The coming years will see a major shift as enterprises realize that their most valuable digital asset isn’t their data lake or their AI models—it’s the semantic layer that makes those investments meaningful.
Software is the business of selling promotions, and no one has been promoted for implementing a semantic layer. However, many people will be promoted for massively improving the accuracy of AI systems and across data security and observability.
The semantic layer is the keystone to that project and consequently, the most strategic part of any data pipeline today.

AI Summary and Description: Yes

**Summary:** The text outlines a future trend in enterprise data management where AI agents will significantly increase their consumption of data without the contextual understanding necessary to interpret it accurately.
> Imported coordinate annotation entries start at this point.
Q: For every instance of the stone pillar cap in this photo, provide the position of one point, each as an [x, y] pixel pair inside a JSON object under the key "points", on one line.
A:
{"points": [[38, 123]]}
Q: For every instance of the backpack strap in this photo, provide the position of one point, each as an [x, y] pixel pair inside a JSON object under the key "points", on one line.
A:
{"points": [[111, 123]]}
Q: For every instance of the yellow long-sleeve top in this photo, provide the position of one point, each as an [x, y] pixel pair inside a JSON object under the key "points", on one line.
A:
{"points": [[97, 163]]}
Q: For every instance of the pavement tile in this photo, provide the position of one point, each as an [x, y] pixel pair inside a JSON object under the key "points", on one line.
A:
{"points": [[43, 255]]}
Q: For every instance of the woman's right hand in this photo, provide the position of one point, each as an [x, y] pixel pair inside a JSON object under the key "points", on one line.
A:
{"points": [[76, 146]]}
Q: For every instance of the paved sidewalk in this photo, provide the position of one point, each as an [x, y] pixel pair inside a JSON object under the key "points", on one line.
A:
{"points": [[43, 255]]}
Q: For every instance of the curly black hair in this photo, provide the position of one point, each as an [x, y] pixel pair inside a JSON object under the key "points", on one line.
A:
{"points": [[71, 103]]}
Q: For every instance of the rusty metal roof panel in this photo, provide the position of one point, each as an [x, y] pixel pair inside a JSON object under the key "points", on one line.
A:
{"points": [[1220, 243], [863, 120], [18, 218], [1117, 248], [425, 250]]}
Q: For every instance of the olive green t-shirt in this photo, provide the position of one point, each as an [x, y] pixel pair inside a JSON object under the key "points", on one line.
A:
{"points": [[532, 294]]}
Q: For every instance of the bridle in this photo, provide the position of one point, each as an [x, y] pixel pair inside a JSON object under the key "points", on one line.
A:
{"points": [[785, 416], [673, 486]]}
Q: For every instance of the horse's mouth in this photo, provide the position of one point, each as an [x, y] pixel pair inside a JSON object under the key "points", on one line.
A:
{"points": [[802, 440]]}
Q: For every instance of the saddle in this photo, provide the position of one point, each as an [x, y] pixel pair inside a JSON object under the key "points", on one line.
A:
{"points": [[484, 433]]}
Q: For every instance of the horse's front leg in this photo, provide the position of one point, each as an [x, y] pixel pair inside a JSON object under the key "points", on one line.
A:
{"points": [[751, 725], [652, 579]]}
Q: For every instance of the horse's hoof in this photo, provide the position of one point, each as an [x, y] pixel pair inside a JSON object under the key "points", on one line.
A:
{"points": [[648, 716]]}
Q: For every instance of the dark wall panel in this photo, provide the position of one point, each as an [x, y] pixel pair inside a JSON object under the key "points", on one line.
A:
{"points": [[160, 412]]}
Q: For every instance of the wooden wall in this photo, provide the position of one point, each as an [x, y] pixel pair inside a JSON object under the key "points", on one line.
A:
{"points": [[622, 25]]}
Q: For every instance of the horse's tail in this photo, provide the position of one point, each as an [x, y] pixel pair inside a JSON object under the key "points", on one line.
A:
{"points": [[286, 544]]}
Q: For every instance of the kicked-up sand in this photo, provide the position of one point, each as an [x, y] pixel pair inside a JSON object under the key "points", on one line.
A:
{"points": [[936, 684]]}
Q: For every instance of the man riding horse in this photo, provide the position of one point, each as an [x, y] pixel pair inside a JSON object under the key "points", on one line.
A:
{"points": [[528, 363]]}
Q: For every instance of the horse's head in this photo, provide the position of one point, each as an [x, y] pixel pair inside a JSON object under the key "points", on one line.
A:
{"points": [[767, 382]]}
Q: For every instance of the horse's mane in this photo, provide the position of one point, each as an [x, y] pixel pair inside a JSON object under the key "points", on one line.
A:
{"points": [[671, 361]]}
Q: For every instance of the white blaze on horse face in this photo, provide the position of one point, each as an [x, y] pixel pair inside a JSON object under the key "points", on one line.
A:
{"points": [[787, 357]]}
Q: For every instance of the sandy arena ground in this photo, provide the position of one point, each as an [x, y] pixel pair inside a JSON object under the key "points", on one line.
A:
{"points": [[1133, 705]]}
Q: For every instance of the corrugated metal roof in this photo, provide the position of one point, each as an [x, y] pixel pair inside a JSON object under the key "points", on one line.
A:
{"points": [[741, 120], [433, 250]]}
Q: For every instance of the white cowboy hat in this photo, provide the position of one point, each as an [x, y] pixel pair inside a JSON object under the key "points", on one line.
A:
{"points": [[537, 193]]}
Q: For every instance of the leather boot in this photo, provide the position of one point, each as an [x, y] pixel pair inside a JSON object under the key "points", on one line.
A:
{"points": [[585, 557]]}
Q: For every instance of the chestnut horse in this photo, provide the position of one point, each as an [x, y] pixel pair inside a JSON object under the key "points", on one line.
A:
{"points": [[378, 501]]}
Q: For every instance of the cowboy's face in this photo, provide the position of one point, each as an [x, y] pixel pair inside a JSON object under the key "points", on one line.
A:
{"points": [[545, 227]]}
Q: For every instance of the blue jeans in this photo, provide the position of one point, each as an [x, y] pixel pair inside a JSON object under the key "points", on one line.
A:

It argues for the importance of establishing a robust semantic layer to enable AI systems to function effectively, navigating ambiguities that human interpreters manage effortlessly. The piece emphasizes the shift in focus from raw data to the semantic relationships that contextualize that data, marking a strategic evolution in data pipelines.

**Detailed Description:**

The provided text presents a compelling narrative about the impending transformation in how enterprise data is managed, particularly in the context of artificial intelligence (AI) usage.

– **Key Points:**
– By 2026, AI agents are expected to consume ten times more enterprise data than humans, lacking the contextual understanding necessary for accurate interpretation.
– Traditional data pipelines have historically catered to human interpretation, ingesting, filtering, and transforming data from multiple systems, including cloud data warehouses, SIEMs, and observability platforms.
– The text warns of the potential misinterpretations that can arise when AI agents, which cannot recognize contextual nuances, process data.
– Example: Confusion can occur when different departments have varying definitions and calculations for the same metrics, such as “customer acquisition cost.”
– As a solution, the text advocates for the development of a semantic layer that provides clarity and meaning to the data consumed by AI agents, allowing for more informed and accurate outputs.
– It mentions that while building a semantic layer has previously been perceived as difficult and not marketable, its importance in facilitating effective AI operation will drive demand in the coming years.
– It highlights the strategic significance of the semantic layer, proposing it as the key asset for enterprises finding value in their data systems rather than just their data lakes or AI models.

– **Implications for Professionals:**
– **AI Preparation:** As enterprises lean towards AI-driven data analysis, security and compliance professionals must prepare for the potential risks associated with misinterpretation by AI systems.
– **Focus on Governance:** Emphasizing the need to implement robust semantic layers could lead to improved data governance and oversight frameworks, ensuring that AI outputs remain reliable and secure.
– **Interdepartmental Collaboration:** Encouraging collaboration between departments to establish a common understanding of metrics and terms can help reduce ambiguity and improve data quality.
– **True Value of Data Assets:** Professionals should recognize that the semantic layer will become a core data asset, positioning themselves to manage and enhance this aspect of the data pipeline.

In summary, the strategic importance placed on semantic layers in data pipelines highlights a significant change in the landscape of data management, particularly for AI-related security and compliance, and emphasizes a need for professionals in these fields to adapt and innovate.